So, I finished installing my work for assessment last night (and holy crap the studios were so frakking hot and humid yesterday… worst day for installing work ever), and it’s being assessed today and tomorrow. We’re not allowed in for the assessment — the print shop is closed to everyone bar staff and a mystery external assessor until Monday, when we go in and deinstall. As such, I’ve spent today in various states of lying down and doing not much.

Personally, I’m quite impressed with how restrained I was when putting my installation together. There’s always a tendency to be indecisive and put up as much as possible, but I feel like I’m getting better at that.
The crocheted Lorenz Manifold was the central part of my work, and all the printmaking pieces evolved from it.

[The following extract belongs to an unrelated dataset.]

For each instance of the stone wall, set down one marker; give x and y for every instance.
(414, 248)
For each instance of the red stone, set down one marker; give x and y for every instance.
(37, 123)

An ancient metaphor: thought is a thread, and the raconteur is a spinner of yarns — but the true storyteller, the poet, is a weaver. The scribes made this old and audible abstraction into a new and visible fact. After long practice, their work took on such an even, flexible texture that they called the written page a textus, which means cloth." [Robert Bringhurst, ‘The Elements of Typographic Style’]*
As stated in the excerpt from my proposal posted with the Flickr set, my work is about the connection between story and science, and further, the way that textile metaphor connects all those things.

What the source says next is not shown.